I gave the mindfulness movement, the fans of the now, credit in my last blog. Now I want to take issue with one of their leaders, Eckhart Tolle, who wrote The Power of Now about 10 years ago and Oprah helped him sell about a jillion copies of his books. He is a good spiritual thinker. I give him credit for much, and you can check him out on YouTube for yourself.
But he is way off for many Westerners who don’t have a real home in Eastern thinking. We all can learn much from the East, and I have, of course. But most of us are not wired to have our spiritual/intellectual roots there. And Tolle is so wrong when he opens his The Power of Now with this line, “I have little use for the past and rarely think of it.”
What kind of ridiculous over-statement is that! As if those of us who reflect on our memories are too un-evolved to stay in the now. Give me a break, Eck. No disrespect here, but come back to the planet please.

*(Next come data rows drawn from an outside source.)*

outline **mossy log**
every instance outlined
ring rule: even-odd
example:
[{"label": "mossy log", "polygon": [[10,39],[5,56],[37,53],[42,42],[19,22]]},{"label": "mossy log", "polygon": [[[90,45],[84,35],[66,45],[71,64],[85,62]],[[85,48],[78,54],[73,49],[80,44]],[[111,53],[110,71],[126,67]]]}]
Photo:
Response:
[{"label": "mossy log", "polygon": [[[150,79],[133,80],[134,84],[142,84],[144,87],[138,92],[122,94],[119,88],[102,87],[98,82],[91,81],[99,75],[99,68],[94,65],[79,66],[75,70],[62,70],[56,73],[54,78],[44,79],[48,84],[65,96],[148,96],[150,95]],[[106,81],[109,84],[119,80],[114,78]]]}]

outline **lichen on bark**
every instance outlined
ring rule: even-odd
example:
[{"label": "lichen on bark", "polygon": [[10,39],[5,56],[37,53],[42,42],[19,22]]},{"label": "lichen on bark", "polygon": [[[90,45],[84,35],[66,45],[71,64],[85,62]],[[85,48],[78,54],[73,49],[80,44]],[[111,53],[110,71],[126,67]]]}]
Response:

Jung spent years studying the East, and ripped into the intellectual pretense of Westerners who “tried” the East, mimicking its facade but not its essence. And he warned us not to go where we don’t belong. (I also believe that, in the 50-plus years since Jung’s death, the West has acquired some Eastern DNA it did not have when he was studying it. Like the gender thing, we have moved on as a species, into new territory.) Still I like his warning.

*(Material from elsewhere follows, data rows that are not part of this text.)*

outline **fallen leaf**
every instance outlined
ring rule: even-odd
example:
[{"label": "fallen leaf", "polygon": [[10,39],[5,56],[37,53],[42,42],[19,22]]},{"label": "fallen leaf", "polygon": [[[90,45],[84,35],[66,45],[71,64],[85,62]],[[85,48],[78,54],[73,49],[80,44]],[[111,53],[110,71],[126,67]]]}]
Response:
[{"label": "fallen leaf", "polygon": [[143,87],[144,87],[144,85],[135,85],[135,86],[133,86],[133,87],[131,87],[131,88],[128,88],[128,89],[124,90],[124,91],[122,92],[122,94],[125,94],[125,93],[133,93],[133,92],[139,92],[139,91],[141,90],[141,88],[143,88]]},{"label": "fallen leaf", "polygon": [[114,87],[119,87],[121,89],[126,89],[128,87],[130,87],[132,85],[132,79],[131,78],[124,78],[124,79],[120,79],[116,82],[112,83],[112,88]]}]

This is how Jung put it in one of his riffs during his Seminar on Dream, about 1930:
We live in time. Their watch (Easteners) is eternity. To ignore time is useless and fruitless for us.
Jung says more that actually complicates my point here, but you get the point I hope.
Stay in time, everyone. Do your yoga and meditation and breathe and be mindful. Say your prayers. Just don’t ignore your past. The now contains your past, and your past saturates the now.